Uma pesquisa realizada pelo Observatório da Branquitude, divulgada nesta terça-feira (29), relevou que meninas têm desempenho melhor em português do que meninos, mas que eles são melhores que elas em matemática, e que brancos têm melhores notas que negros nas duas disciplinas. A coordenadora da pesquisa, Carol Canegal, explicou que usou os dados do Sistema de Avaliação da Educação Básica (Saeb) que avalia o desempenho dos estudantes do 9º ano em Língua Portuguesa e Matemática no Brasil.

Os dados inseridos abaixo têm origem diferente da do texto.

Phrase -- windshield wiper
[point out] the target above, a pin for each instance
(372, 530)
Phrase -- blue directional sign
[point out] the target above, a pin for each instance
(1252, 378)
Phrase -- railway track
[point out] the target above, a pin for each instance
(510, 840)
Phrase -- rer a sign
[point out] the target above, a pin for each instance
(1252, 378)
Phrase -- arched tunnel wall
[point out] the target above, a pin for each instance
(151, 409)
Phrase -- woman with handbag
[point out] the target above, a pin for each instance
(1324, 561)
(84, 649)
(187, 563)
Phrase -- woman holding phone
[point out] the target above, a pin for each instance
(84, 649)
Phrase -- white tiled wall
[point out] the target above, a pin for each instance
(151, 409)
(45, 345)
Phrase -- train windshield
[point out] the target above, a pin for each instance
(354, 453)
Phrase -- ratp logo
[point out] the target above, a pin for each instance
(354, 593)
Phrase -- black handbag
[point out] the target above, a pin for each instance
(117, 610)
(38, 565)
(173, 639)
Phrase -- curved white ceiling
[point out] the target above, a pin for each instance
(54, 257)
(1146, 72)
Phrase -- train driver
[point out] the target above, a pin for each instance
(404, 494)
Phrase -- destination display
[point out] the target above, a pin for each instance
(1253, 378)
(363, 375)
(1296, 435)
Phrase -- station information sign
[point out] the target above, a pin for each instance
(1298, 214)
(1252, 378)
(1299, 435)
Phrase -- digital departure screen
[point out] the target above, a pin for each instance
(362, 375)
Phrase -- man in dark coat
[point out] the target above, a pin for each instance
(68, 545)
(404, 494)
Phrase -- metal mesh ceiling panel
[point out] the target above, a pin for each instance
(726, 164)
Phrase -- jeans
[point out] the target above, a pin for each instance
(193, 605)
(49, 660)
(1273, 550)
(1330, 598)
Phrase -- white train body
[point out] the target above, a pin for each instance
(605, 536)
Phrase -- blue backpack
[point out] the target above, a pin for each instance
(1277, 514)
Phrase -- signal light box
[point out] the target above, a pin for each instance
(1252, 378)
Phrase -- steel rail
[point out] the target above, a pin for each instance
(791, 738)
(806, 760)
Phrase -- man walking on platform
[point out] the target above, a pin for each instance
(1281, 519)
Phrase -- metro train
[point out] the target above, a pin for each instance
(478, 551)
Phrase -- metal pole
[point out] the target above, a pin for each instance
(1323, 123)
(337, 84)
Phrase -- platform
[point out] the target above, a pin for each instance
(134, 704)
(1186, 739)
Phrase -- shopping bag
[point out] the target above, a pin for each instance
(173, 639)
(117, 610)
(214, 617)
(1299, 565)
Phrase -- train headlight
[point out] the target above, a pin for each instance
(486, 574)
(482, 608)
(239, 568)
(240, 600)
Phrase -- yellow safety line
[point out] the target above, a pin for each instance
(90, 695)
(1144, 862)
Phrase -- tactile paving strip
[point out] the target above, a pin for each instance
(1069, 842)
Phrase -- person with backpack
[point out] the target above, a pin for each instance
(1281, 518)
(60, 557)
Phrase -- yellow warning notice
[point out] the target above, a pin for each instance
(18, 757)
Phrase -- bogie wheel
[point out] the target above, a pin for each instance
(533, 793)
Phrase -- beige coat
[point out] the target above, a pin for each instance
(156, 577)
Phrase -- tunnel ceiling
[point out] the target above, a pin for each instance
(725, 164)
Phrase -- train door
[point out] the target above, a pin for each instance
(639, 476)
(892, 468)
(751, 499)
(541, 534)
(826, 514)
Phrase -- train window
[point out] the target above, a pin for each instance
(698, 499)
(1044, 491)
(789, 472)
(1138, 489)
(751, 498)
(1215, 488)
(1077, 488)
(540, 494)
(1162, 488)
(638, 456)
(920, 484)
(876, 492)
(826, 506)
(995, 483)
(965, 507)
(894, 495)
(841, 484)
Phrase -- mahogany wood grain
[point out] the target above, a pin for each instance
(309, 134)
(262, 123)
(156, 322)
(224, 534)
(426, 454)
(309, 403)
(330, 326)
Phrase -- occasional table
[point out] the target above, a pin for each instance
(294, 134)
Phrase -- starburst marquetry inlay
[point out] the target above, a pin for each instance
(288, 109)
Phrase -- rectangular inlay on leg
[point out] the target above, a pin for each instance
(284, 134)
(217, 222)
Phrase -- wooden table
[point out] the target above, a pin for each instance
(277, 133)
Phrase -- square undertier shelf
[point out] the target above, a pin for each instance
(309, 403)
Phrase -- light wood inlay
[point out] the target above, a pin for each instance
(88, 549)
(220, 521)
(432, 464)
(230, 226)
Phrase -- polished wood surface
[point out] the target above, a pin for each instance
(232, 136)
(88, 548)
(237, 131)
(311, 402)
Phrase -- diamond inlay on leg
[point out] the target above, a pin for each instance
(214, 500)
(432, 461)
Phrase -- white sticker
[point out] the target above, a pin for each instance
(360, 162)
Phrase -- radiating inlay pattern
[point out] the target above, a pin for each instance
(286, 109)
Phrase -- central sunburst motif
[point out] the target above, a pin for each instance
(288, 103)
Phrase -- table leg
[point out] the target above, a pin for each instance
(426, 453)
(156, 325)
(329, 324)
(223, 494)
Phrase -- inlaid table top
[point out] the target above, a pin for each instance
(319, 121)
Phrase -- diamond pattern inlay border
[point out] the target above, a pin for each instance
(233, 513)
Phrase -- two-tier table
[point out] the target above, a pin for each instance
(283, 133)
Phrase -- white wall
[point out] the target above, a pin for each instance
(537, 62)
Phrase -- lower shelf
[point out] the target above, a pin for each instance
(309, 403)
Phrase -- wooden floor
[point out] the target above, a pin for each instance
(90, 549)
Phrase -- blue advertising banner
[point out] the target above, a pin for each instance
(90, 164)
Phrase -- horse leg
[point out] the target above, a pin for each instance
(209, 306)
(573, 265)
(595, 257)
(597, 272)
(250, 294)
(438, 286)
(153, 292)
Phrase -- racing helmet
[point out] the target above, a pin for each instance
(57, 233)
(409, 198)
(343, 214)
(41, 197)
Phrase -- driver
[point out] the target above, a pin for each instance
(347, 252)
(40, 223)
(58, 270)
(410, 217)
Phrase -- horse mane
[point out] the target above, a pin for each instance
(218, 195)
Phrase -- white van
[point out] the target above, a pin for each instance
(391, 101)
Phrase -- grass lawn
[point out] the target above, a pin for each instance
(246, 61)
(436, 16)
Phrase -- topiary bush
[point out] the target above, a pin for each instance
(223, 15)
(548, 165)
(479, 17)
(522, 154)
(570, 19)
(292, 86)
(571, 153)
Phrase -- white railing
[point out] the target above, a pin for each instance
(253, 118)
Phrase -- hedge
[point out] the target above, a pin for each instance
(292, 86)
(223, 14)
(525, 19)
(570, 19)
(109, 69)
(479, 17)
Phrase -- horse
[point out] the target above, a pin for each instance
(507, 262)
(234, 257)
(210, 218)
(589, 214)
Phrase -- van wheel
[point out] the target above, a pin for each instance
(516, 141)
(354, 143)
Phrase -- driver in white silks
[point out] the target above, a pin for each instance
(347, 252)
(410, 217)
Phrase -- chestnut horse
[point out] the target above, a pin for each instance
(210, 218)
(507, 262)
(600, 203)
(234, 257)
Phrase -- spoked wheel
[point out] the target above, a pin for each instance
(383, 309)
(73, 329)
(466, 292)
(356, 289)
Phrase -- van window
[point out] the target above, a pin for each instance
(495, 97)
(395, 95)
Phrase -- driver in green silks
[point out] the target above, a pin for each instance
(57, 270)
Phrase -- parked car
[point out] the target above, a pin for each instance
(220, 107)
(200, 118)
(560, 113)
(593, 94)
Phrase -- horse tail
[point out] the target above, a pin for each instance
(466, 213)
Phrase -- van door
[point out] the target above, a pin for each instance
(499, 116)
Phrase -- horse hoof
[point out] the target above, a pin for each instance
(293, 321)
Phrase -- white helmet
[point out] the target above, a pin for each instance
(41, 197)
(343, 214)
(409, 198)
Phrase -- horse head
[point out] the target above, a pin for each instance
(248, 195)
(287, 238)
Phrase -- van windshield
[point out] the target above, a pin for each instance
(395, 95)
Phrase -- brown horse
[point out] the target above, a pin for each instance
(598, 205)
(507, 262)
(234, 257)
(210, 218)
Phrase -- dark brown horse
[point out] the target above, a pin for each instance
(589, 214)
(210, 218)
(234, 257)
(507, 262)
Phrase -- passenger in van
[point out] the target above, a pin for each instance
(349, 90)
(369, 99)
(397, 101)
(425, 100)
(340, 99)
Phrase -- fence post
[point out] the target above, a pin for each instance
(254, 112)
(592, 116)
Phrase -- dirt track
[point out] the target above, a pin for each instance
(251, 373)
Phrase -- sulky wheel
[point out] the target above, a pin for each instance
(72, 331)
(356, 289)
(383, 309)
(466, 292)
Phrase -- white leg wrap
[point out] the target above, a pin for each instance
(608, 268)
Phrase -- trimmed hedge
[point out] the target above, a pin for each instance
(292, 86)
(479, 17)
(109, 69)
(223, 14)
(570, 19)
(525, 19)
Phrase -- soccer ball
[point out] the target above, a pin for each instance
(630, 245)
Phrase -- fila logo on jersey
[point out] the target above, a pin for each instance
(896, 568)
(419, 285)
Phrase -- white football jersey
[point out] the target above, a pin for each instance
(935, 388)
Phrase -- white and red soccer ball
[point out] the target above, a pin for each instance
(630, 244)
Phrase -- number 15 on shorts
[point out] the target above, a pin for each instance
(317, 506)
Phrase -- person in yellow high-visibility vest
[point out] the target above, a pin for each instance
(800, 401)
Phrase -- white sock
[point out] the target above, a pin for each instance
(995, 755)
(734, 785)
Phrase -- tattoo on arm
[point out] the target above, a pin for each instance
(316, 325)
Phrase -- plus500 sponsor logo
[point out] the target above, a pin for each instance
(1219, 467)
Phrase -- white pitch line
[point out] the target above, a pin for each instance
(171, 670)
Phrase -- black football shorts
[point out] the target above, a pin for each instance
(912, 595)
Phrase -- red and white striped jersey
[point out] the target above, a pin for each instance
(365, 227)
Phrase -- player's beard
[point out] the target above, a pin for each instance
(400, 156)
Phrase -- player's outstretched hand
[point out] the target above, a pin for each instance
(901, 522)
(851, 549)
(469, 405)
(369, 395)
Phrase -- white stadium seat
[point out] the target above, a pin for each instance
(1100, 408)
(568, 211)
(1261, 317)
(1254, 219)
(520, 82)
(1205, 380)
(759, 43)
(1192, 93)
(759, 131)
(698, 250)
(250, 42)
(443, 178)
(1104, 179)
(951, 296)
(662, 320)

"Quando a gente olha para grupos brancos e grupos negros no Brasil, pessoas negras historicamente acumulam um panorama de defasagem nas diferentes etapas educacionais. Existe um acúmulo de uma situação desvantajosa, o que aponta para a importância das políticas setorizadas capazes de mobilizar as dimensões de raça, de gênero e de território rumo a um ambiente escolar mais equitativo", diz Carol.
As provas foram aplicadas para estudantes da rede pública e de escolas privadas em outubro e novembro de 2023, e o resultado final foi divulgado em agosto. Canegal explicou que o objetivo da pesquisa é fornecer mais informações para a construção de políticas públicas, lembrou que o ensino fundamental é de responsabilidade das prefeituras e que o Brasil acabou de escolher os novos gestores municipais. Um trecho da pesquisa destaca as diferenças entre meninos e meninas.
"Os estereótipos de gênero costumam associar o universo feminino à sensibilidade e subjetividade, características conectadas a disciplinas como Português, 'feminizadas'. Já o masculino relaciona-se à razão e à objetividade caras às ditas ciências duras, como a Matemática. Tais concepções fincadas no senso comum podem afetar o processo de escolarização, uma vez que as ciências não são neutras, gerando prejuízos na apreensão dos conteúdos pelos estudantes", diz o estudo.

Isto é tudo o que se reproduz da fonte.